Odamı toplayıp, Ahmet'e ait eşyaları poşete koyup salona indirmiştim. Ahmet salondaki koltukta oturmuş Kadirlerin gelmesini beklerken televizyon izleyerek zaman geçiriyordu. Yanındaki boş yere oturmuş arada bir Ahmet'e kısa bakışlar atıp açtığı yarışma programına bakıyordum. Her ne kadar izliyor gibi görünse de gözleri bir boşluğa bakıyor gibiydi. Elimi koltuğa koyup başımı elimin arasına alarak sadece Ahmet'e odaklandım. Düşünmedim, sadece baktım. Baktıkça huzuru hissettiğim kadar tedirginliği de hissettim.

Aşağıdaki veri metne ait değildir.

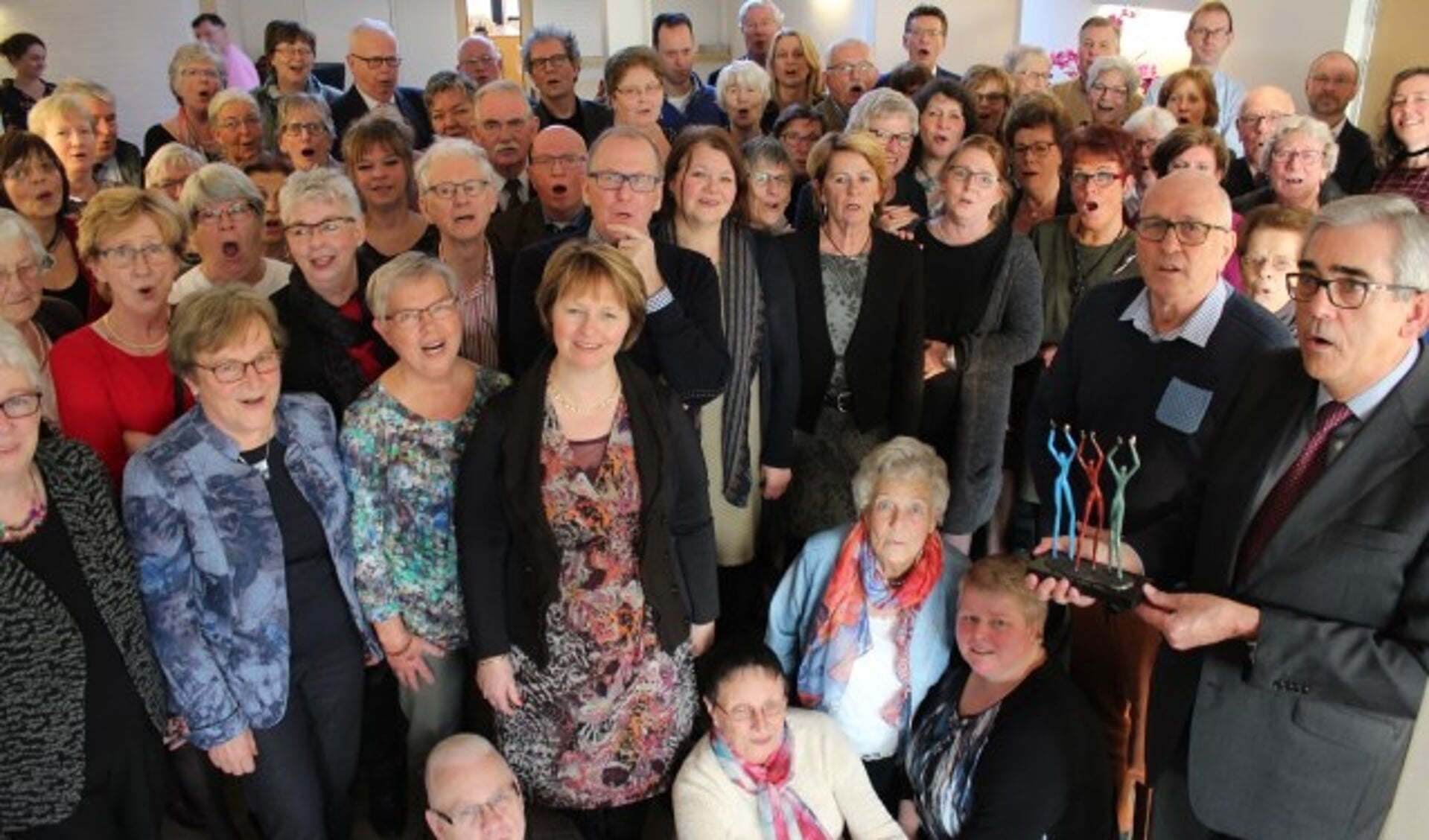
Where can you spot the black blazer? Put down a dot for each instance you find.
(595, 118)
(352, 107)
(684, 342)
(1355, 171)
(508, 556)
(883, 362)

Başını bana çevirdiği an öylece kalakaldım. Ona bakarken yakalandığım için utansam da bakışlarımı çekemedim. O da bakışlarını benden çekmeden dudakları kıvrıldı. Yüzündeki tebessüm, o bakış... Hatırlıyordum. Rüyamda ilk gördüğüm Ahmet'in masum gülümsemesiydi.
''Kendini sakın suçlama,'' söylediği sözle kaşlarımı çatarak yüzüne bakmaya devam ettim.
''Ne?''
''Bazıları çocukların masumluğunu kullanır.''
''Anlamadım?'' Dudakları düz bir çizgi halini aldığında bakışlarını benden çekip televizyona baktı.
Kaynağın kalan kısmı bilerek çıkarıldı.